B. FSIS ensures information security controls are in place to protect FSIS program offices and information systems and data in compliance with Public Law 107-347, Title III, E-Government Act of 2002; Public Law 113-283, The Federal Information Security Modernization Act (FISMA) of 2014; Public Law 93-579, Privacy Act of 1974, as amended; and USDA Privacy regulations.
C. The goals of FISMA include development of a comprehensive framework to protect the Government’s information, operations, and assets. FISMA assigns specific responsibilities to Federal agencies, NIST, and the Office of Management and Budget (OMB) to strengthen information technology (IT) system security. FISMA requires the head of each agency to implement policies and procedures to cost effectively reduce information security risks to an acceptable level.
D. The privacy controls are based on the Fair Information Practice Principles (FIPPs) embodied in the Privacy Act of 1974, Section 208 of the E-Government Act of 2002, NIST SP 800-53, Revision 4, and OMB policies. The FIPPs are designed to build public trust in the privacy practices of organizations and to help agencies avoid tangible and intangible damages from privacy incidents. The privacy controls are implemented at the department, agency, program office, and information system level. The FSIS privacy controls are implemented under the leadership and oversight of the FSIS Privacy Office, and in coordination with FSIS OCIO, program officials, legal counsel, and others, as appropriate.
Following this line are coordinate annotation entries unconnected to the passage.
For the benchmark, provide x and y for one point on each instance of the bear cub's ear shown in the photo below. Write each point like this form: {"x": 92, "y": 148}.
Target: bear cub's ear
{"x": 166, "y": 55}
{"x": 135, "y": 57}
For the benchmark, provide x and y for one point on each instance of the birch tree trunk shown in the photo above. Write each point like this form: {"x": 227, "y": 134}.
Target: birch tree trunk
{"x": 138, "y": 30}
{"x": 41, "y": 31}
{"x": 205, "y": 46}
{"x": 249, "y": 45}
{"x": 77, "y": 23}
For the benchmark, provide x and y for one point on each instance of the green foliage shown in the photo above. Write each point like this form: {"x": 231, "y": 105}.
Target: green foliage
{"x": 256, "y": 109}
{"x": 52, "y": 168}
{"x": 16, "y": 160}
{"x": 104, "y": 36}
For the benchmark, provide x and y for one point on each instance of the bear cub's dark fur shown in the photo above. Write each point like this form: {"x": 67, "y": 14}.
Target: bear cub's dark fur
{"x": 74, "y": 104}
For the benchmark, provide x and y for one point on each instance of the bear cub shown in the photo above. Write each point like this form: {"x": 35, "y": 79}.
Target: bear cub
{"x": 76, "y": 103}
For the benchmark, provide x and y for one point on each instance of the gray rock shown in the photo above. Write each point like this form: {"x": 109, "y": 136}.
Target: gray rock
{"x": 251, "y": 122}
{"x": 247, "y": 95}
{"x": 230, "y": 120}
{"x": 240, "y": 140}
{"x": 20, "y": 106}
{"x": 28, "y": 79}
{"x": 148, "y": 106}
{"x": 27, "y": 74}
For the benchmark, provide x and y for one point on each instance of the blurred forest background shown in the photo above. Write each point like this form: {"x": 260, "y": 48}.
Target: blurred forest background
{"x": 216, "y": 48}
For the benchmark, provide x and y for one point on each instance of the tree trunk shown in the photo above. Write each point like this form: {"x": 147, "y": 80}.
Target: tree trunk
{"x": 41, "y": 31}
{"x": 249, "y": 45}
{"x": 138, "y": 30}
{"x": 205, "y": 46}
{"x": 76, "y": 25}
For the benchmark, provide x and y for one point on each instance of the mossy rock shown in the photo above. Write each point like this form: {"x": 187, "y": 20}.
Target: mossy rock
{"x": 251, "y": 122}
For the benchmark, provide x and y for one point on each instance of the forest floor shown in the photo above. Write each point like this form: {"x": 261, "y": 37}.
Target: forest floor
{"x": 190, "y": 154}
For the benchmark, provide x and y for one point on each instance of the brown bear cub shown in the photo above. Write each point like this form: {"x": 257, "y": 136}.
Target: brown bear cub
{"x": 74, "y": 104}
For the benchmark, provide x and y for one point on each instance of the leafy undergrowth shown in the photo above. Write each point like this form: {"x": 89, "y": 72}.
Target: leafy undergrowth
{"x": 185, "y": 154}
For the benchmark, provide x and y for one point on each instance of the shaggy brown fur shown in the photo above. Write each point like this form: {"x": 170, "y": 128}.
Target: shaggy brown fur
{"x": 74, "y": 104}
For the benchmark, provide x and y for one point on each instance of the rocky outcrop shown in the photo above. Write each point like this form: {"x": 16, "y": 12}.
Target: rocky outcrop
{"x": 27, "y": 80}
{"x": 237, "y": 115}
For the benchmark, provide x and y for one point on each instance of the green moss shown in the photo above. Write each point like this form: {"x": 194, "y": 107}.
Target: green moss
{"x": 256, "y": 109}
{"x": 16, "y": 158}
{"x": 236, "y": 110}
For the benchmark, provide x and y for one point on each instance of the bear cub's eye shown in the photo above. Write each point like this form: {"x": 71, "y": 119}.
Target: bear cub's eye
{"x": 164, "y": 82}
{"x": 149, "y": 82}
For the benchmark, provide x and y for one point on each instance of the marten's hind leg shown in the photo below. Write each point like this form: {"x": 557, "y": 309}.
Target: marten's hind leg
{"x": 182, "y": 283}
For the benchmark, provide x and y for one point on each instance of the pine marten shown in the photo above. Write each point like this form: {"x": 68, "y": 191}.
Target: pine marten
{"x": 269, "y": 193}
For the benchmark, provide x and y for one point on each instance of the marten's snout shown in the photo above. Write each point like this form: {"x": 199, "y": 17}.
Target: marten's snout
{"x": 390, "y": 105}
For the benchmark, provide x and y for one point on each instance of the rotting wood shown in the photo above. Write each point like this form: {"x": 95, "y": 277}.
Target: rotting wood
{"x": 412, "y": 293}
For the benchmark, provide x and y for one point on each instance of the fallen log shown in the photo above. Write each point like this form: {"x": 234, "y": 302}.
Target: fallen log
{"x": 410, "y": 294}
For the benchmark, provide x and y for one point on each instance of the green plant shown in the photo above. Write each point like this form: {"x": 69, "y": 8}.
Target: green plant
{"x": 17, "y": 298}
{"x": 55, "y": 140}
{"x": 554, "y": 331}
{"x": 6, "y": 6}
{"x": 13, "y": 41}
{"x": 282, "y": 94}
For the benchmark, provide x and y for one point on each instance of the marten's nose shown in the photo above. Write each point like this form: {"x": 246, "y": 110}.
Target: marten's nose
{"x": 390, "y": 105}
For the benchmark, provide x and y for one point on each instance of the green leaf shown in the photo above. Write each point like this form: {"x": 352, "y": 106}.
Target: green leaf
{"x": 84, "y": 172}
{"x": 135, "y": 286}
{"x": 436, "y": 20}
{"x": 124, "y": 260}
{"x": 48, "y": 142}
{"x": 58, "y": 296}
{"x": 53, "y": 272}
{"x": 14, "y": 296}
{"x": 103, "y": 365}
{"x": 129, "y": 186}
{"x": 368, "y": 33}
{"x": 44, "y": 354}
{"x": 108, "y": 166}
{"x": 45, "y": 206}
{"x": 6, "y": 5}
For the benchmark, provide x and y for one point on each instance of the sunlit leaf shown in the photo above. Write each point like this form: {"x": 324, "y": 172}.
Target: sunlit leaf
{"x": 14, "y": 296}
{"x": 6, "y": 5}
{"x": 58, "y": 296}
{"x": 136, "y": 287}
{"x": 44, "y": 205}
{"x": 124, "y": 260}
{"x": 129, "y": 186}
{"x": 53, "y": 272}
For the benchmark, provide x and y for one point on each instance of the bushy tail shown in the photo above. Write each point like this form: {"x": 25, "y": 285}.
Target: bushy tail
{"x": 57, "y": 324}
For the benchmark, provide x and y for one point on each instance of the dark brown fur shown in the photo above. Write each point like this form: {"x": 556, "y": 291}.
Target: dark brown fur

IV. ROLES AND RESPONSIBILITIES FOR FSIS ADMINISTRATORS
A. Agency Administrator.
- Ensures that information security and privacy policies, procedures, and practices are adequate and in place; and
- Allocates sufficient resources (e.g., personnel and funds) to implement and operate the Privacy Program according to the NIST requirements.
B. FSIS Assistant Administrators.
- Ensure that all privacy procedures are followed;
- Ensure that employees follow privacy best practices; and
- Ensure that employees have access to PII-specific training.
V. ROLES AND RESPONSIBILITIES FOR THE FSIS PRIVACY OFFICE
- Follows the guidelines set forth by the Senior Agency Officials for Privacy (SAOP) comprised of members of the FSIS Office of Public Affairs and Consumer Education (OPACE), and the USDA Privacy Council;
- Facilitates the Agency’s efforts to comply with privacy requirements affecting the Agency’s programs and systems that collect, use, maintain, share, or dispose of PII or other activities that raise privacy risks;
- Ensures the development, implementation, and enforcement of FSIS privacy policies and procedures;
- Defines roles and responsibilities for protecting PII;
- Determines the level of information sensitivity regarding PII holdings;
- Identifies the laws, regulations, and internal policies that apply to PII;
- Monitors privacy best practices;
- Monitors and audits compliance with identified privacy controls;
- Determines whether the proposed collection of PII, as well as the PII already collected, are authorized;
- Documents the authority to collect PII in the Privacy Threshold Analysis (PTA), the Privacy Impact Assessment (PIA), System of Records Notice (SORN), or other applicable documentation;
- Describes the purpose(s) for which PII is collected, used, maintained, and shared in the system’s privacy notices;
- Describes the purpose in the related privacy compliance documentation, including the PTA, PIA, SORN, and other applicable documentation; and
- Conducts privacy incident and breach investigations jointly with OCIO and documents the agreed upon mitigation and resolution.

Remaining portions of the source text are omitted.